Page 39 - Reforma Agraria Tanah Ulayat
P. 39
Dalam perkembangan politik hukum agraria di Indonesia,
UUPA 1960 dengan tegas menghapus berlakunya domeinverklaring
karena dianggap bertentangan dengan kesadaran hukum rakyat
Indonesia. Sayangnya, hingga saat ini belum ada aturan baru
yang secara tegas mencabut berlakunya PP Nomor 8 Tahun 1953,
sehingga pemahaman dan praktik tanah negara dengan wajah
domeinverklaring masih sering terjadi dan masih eksis hingga
kini.
Dengan masih eksisnya jiwa domeinverklaring dalam konsep
tanah negara, maka tak heran jika istilah “tanah negara” cenderung
menjadi suatu label yang dalam politik penguasaan tanah atau
lahan di Indonesia sering dijadikan alat untuk mengeksklusi
masyarakat adat sekitar dari sumber kekayaan agraria. Praktiknya,
alat ini cukup ampuh menyingkirkan masyarakat adat yang
sesungguhnya jauh sebelum Indonesia merdeka telah mendiami,
memanfaatkan, bahkan bergantung pada hasil agraria tersebut;
baik hasil hutan, tanah, ataupun air.
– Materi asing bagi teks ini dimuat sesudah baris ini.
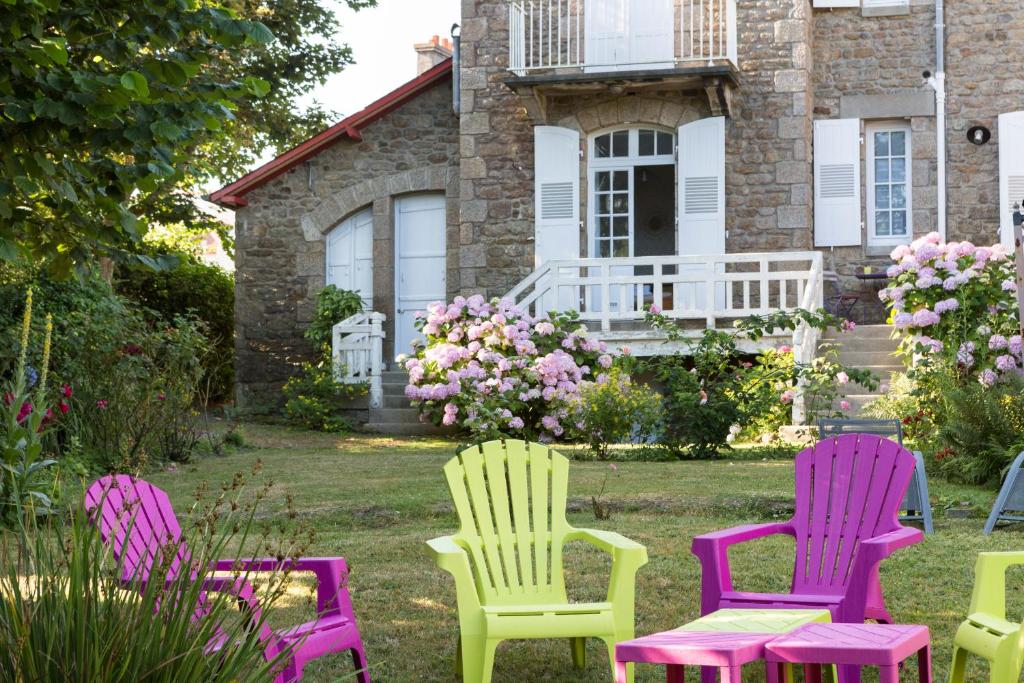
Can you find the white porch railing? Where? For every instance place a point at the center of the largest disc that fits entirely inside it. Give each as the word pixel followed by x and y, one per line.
pixel 356 345
pixel 608 35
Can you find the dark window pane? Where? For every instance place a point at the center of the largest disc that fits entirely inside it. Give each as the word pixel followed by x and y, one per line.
pixel 621 143
pixel 665 143
pixel 646 142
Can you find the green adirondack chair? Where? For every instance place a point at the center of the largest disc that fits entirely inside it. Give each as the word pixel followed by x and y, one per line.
pixel 507 557
pixel 986 631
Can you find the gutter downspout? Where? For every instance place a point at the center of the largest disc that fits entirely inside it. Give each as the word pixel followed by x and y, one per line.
pixel 457 69
pixel 939 85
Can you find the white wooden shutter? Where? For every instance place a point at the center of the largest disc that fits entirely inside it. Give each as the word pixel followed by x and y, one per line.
pixel 1011 171
pixel 607 34
pixel 652 34
pixel 701 186
pixel 556 170
pixel 837 182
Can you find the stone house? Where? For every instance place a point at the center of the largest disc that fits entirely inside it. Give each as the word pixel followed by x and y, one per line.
pixel 715 157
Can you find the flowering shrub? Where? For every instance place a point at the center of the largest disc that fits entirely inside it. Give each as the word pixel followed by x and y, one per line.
pixel 614 412
pixel 955 306
pixel 489 368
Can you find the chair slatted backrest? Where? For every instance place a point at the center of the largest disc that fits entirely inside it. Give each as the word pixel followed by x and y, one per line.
pixel 849 488
pixel 137 519
pixel 510 498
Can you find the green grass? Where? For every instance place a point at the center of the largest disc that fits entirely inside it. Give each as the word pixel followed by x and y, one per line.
pixel 375 501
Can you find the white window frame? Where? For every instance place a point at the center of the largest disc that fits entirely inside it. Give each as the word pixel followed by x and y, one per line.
pixel 869 130
pixel 627 163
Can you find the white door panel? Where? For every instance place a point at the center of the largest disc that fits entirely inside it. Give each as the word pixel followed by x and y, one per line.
pixel 420 276
pixel 350 256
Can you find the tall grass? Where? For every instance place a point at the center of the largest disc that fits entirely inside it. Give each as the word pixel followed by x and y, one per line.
pixel 70 611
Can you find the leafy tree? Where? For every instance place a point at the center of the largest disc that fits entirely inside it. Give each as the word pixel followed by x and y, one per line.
pixel 112 112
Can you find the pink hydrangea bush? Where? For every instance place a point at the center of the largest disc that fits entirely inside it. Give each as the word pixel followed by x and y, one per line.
pixel 489 368
pixel 956 306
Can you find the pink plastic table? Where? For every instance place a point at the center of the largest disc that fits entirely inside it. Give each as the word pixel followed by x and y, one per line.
pixel 725 640
pixel 879 645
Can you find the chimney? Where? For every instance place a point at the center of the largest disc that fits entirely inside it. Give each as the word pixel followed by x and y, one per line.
pixel 431 53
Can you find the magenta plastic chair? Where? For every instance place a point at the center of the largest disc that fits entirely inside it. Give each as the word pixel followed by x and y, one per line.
pixel 849 489
pixel 137 519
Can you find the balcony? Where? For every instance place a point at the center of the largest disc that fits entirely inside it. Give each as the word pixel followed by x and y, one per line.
pixel 571 47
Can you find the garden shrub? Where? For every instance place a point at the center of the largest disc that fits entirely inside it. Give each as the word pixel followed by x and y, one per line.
pixel 312 398
pixel 192 289
pixel 495 371
pixel 615 411
pixel 954 306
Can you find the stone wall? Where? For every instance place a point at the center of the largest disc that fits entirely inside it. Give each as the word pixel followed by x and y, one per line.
pixel 984 78
pixel 768 164
pixel 281 246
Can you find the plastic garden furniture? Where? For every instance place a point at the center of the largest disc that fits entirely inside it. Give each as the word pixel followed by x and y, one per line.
pixel 507 557
pixel 986 631
pixel 724 640
pixel 1011 498
pixel 848 492
pixel 882 645
pixel 136 518
pixel 916 505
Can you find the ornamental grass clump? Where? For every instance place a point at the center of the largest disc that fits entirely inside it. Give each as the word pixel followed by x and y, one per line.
pixel 495 371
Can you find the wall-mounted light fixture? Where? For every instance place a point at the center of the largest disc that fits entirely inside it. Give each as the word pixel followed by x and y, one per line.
pixel 979 135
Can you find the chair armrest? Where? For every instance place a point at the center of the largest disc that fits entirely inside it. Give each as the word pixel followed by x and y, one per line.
pixel 331 572
pixel 453 558
pixel 627 557
pixel 713 552
pixel 989 594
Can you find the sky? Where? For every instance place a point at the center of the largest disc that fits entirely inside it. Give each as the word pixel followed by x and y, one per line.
pixel 382 40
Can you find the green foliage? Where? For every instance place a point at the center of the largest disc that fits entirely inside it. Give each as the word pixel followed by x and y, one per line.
pixel 24 489
pixel 614 412
pixel 103 103
pixel 115 112
pixel 61 617
pixel 713 393
pixel 315 400
pixel 333 306
pixel 192 289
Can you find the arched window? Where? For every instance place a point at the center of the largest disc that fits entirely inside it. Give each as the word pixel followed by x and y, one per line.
pixel 350 256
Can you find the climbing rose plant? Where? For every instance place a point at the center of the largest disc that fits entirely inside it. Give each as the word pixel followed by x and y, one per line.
pixel 496 371
pixel 955 305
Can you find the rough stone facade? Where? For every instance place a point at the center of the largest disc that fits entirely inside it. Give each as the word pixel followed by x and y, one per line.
pixel 281 235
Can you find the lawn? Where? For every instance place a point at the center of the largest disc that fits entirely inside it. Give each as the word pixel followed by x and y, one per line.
pixel 376 500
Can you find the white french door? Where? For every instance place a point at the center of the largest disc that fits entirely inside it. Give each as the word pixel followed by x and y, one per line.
pixel 350 256
pixel 420 262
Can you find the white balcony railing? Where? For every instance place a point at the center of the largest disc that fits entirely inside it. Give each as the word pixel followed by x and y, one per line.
pixel 620 35
pixel 356 345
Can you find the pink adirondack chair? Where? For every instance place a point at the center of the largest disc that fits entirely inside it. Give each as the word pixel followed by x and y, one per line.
pixel 137 519
pixel 849 491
Bukan hanya bergantung
dalam arti guna memenuhi kebutuhan hidup, tetapi juga dalam
arti sebagai identitas sosial budaya.
Hal yang lebih menyakitkan bagi masyarakat tempatan–
petani dan masyarakat adat–ialah bilamana sumber daya agraria
yang telah dicaplok secara sepihak oleh negara sebagai miliknya
kemudian diserahkan hak akses kepada perusahaan tanpa
melibatkan mereka, di luar pengetahuan mereka. Menyebabkan
berbagai tindakan pencaplokan dan pelabelan yang dilakukan
oleh negara tak ubahnya sekadar pencadangan sumber daya
untuk kepentingan diserahkan pada orang atau kelompok
tertentu–khususnya perusahaan. 5
5 Nancy Lee Peluso, Rich Forests, Poor People: Resource Control and Resistance in Java,
University of California Press, London, 1992, hlm. 12-14.